This is because California state law forbids pre-emptively killing cougars. From 1907 to 1963, the state paid a bounty for dead lions. But in 1972, California banned hunting the big cats; and, in 1990, voters made them a "specially protected species." Now, authorities can kill a lion only after it has demonstrated it is a safety threat, and private citizens can kill one only (with a special permit) after it has damaged property or livestock.
This lion coddling comes with a price. "Prior to 1986," DFG reported in its Outdoor California magazine, "there was very little concern for public safety threats from lions. Although historic records reported fatal attacks on humans in 1890 and 1909, no further attacks occurred until March 1986. That year a lion seriously injured a young girl visiting an Orange County park."
This January, a lion killed one mountain biker and wounded another in separate incidents at an Orange County wilderness park. A few days later, a study released by U.C. Davis said there had been six mountain lion attacks and two deaths in California in the previous 10 years.
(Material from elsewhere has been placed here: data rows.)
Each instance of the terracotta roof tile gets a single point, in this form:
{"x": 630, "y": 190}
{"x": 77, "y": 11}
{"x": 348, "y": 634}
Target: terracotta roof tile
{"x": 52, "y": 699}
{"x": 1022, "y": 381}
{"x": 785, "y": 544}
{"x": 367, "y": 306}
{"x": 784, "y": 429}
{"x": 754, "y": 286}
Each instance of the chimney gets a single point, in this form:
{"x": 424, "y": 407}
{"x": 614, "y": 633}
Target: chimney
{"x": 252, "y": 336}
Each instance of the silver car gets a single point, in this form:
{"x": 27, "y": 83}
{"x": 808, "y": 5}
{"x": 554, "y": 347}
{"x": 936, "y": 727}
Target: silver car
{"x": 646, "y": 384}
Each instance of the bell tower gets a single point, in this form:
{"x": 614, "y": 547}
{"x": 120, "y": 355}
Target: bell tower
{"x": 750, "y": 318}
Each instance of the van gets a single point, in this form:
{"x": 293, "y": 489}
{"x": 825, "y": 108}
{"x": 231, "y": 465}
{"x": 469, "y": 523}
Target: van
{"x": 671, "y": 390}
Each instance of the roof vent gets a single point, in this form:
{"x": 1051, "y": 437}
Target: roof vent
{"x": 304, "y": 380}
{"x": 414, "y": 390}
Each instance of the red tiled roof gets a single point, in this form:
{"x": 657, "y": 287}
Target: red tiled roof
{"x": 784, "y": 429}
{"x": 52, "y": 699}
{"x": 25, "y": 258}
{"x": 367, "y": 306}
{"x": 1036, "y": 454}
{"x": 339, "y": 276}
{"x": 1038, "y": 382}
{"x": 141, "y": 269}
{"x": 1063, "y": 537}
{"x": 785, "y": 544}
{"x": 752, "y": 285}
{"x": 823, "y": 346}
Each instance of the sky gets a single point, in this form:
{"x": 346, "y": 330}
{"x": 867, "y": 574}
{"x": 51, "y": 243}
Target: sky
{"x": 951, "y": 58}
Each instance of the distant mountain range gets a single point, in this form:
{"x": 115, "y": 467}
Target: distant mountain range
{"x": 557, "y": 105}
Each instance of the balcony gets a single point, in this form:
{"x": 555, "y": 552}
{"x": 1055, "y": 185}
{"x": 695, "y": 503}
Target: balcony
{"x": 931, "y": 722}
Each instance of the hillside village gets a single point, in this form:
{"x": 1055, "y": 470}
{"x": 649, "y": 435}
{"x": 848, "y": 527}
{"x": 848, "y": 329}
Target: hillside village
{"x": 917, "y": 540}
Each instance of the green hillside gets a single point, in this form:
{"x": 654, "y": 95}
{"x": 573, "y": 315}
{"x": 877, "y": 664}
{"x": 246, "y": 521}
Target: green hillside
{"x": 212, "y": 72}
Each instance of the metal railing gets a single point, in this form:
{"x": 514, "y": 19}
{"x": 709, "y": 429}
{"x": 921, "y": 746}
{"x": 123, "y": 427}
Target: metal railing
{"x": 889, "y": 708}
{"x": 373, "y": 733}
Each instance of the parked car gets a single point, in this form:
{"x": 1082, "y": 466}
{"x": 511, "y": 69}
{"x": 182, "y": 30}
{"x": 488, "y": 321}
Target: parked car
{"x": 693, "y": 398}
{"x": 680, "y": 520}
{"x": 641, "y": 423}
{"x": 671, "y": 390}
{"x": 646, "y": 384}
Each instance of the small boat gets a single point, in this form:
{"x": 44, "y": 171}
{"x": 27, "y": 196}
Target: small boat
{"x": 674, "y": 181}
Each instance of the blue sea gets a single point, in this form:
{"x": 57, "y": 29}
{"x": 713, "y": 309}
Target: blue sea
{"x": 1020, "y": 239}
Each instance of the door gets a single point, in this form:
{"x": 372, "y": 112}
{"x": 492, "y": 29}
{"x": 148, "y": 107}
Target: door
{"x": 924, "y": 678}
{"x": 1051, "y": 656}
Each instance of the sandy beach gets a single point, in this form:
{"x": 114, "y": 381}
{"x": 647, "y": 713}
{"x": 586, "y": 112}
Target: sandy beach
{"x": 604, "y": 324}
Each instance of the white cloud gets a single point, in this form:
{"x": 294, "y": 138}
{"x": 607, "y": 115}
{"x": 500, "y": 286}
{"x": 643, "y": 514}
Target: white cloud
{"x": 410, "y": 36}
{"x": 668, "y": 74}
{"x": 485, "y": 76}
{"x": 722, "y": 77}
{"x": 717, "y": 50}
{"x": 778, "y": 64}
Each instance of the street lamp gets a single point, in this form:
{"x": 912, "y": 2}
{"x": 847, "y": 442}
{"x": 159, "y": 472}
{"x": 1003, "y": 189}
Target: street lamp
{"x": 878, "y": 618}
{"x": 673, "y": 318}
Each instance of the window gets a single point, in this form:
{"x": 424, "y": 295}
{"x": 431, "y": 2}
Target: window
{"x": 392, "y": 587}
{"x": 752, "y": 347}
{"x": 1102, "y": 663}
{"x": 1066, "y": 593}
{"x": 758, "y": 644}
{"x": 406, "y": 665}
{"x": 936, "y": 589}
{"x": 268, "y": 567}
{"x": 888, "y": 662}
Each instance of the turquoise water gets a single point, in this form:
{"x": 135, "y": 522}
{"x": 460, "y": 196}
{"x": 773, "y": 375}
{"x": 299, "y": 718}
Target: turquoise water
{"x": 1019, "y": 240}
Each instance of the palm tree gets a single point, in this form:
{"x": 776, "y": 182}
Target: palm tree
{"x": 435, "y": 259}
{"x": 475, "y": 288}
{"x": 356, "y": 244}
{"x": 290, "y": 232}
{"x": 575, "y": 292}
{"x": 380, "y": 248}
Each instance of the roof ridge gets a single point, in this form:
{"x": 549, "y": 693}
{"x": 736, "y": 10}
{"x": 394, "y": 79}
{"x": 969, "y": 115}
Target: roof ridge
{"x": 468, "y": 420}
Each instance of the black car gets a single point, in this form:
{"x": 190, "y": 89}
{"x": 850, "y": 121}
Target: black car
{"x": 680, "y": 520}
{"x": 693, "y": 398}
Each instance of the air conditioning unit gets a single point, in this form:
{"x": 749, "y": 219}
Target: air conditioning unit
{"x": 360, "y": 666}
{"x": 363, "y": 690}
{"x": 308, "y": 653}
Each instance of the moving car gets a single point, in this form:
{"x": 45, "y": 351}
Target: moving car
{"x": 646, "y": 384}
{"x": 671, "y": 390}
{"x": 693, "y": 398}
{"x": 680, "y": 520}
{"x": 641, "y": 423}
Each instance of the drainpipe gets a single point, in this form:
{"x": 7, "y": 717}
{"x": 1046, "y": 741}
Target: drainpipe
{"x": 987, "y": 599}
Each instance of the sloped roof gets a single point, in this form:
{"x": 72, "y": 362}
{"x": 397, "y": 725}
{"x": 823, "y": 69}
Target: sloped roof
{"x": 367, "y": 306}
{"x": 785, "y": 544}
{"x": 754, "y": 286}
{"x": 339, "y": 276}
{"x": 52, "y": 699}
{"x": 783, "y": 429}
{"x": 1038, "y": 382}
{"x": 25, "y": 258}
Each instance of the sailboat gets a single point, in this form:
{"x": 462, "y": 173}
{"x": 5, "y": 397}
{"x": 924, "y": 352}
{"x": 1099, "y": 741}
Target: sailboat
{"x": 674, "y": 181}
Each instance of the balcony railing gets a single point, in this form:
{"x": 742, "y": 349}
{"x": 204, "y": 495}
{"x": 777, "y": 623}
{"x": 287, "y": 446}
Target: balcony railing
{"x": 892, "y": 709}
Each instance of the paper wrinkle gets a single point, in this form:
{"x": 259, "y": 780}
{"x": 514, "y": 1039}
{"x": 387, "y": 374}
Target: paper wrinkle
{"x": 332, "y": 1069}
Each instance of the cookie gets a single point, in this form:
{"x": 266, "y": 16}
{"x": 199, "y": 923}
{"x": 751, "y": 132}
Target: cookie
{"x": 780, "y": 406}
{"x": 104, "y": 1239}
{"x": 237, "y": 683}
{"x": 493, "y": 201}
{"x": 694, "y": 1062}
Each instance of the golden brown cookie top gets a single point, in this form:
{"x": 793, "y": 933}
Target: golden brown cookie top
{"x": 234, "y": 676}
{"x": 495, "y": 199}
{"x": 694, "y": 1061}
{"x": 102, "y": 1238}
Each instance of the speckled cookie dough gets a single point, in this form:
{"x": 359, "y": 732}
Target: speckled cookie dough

Meanwhile, reported mountain lion incidents proliferate along California's coast -- from a golfer being stalked in San Diego County, to children being warned in posh Marin that a lion was sighted near their school.
When Californians hunted lions, lions didn't hunt them. Now man and beast are switching roles.
Nothing more starkly exemplifies how environmentalist ideology has turned upside down the way man views his relationship with nature. When Americans first went west, we unabashedly went to conquer the wild things and bring them under our dominion. Now we aren't sure if this is our land or theirs.